Ashburn screamed in fury. Power and energy poured out of him, more forceful than a hurricane. Trembling, Lucienne smothered her ears with her hands, bent over with a cry, trying to shield herself from Ashburn’s rage.
An ocean of liquid light gushed out of the silvery gate like a mighty waterfall.
“Take me away,” Ashburn commanded. “Far away.”
The torrent of light scooped Ashburn up like he was a tealeaf and lifted him high into the sky. He looked down as Nirvana zoomed out, then the continents and the oceans shrank away, and then the Earth rolled back at the speed of light and became a speck.
Whisking away into space, Ashburn screamed again in horror, but it was too late . . . .

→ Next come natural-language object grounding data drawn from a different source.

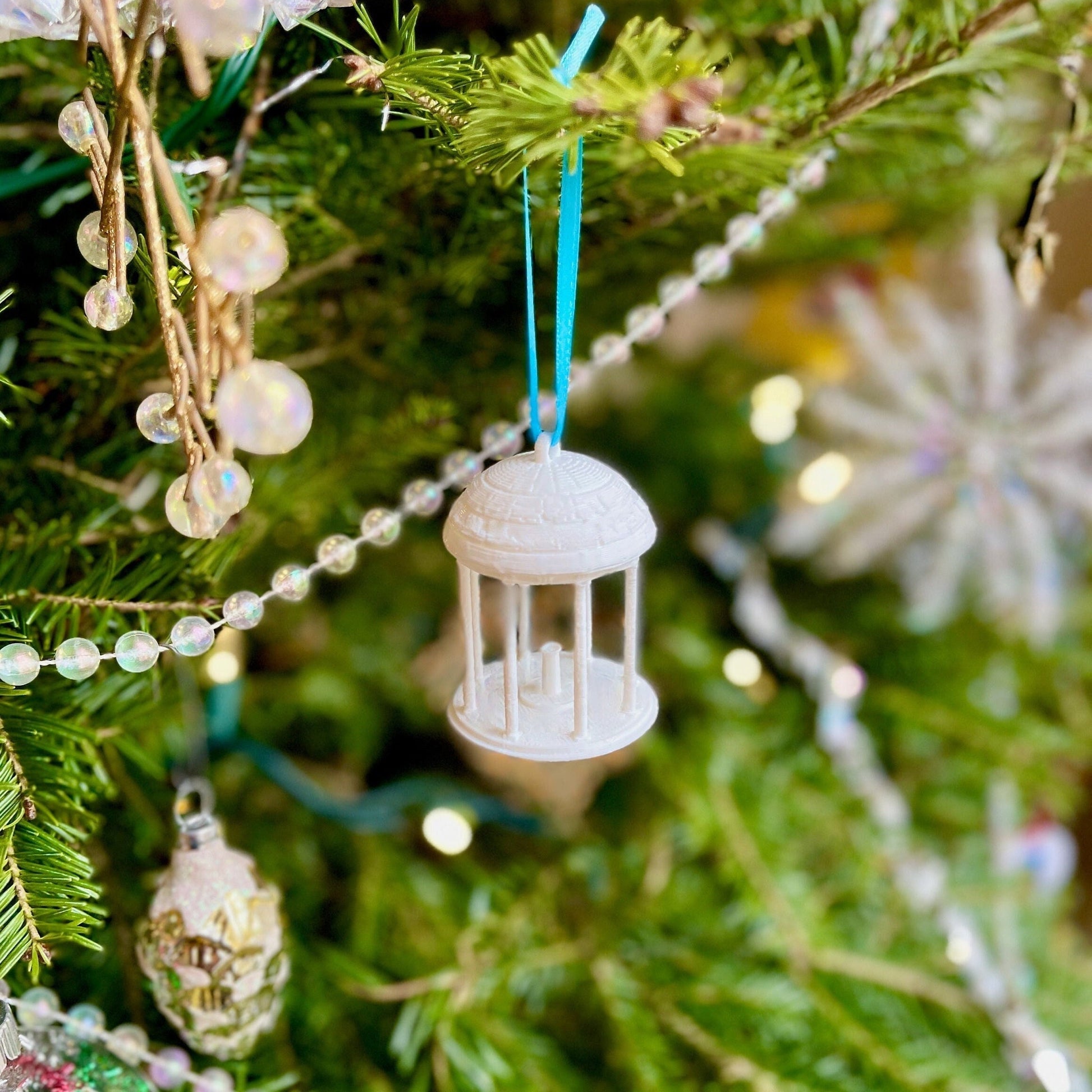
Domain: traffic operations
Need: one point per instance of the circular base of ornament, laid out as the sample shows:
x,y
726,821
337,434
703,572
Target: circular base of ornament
x,y
545,721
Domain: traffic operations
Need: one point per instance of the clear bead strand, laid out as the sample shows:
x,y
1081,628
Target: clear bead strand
x,y
644,324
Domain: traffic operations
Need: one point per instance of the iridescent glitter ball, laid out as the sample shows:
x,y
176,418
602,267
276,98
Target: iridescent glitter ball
x,y
264,407
187,517
219,29
157,421
76,127
222,486
93,246
245,249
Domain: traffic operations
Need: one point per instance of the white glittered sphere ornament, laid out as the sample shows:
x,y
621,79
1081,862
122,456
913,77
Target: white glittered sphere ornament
x,y
549,517
264,407
213,943
222,487
94,247
107,307
188,517
245,249
218,27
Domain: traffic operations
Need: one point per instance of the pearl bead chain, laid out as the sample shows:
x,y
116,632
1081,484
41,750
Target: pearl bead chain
x,y
192,636
168,1070
921,876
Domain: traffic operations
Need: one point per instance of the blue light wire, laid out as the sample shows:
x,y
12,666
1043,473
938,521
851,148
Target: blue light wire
x,y
568,244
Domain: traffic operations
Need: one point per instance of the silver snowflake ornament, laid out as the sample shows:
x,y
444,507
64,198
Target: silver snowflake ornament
x,y
970,441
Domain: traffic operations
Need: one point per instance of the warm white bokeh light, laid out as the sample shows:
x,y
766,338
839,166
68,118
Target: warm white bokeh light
x,y
772,424
742,667
847,682
781,391
822,481
1052,1070
446,830
222,667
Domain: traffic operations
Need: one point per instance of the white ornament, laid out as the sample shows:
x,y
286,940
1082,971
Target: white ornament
x,y
213,943
549,517
967,460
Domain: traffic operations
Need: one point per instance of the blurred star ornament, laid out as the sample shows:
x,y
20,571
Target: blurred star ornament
x,y
549,517
970,446
213,944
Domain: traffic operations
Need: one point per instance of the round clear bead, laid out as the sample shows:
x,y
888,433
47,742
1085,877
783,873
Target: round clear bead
x,y
744,232
137,651
39,1008
169,1070
645,323
244,609
191,636
711,263
264,407
157,421
219,1080
609,350
19,664
78,658
810,175
76,127
776,202
338,554
222,486
382,526
85,1018
292,582
245,250
547,406
460,466
94,246
187,517
128,1042
502,439
422,497
106,307
676,288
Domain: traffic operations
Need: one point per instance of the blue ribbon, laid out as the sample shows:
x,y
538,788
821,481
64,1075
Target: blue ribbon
x,y
568,244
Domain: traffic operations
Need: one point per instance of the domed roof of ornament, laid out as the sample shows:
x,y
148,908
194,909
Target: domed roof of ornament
x,y
549,518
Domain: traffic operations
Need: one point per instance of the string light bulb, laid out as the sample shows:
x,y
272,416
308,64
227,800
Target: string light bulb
x,y
825,479
447,830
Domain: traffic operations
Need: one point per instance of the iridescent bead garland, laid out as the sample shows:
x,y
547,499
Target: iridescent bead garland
x,y
192,636
169,1068
837,685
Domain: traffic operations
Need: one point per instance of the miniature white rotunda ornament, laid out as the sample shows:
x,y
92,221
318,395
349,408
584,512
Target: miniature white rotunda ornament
x,y
549,517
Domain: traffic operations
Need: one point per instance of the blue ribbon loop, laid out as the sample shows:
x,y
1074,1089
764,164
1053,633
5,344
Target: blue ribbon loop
x,y
568,245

The images and the scream faded in Lucienne’s mind and she was back in Ashburn’s bedroom. Complete silence devoured her while waves of vertigo assaulted her.
Ashburn’s hands slid along the arches of her burning cheekbones before they left her face. “That’s how the Eye of Time implanted its terrible purpose inside of me,” he said.
Though she had walked through pain, fire, and lightning, as Ashburn had, Lucienne felt only privileged. As her dizziness faded, she looked up at Ashburn, her whole face brightening like the first sunshine. Ashburn gazed at her, lost in her beauty. Despite the horror he had just relived, he reached to trace her cheek with his knuckles. When she didn’t pull away, he gently outlined her long, thick lashes. Lucienne half closed her eyes with parted lips, amazed at how a touch could be so lush and dreamy.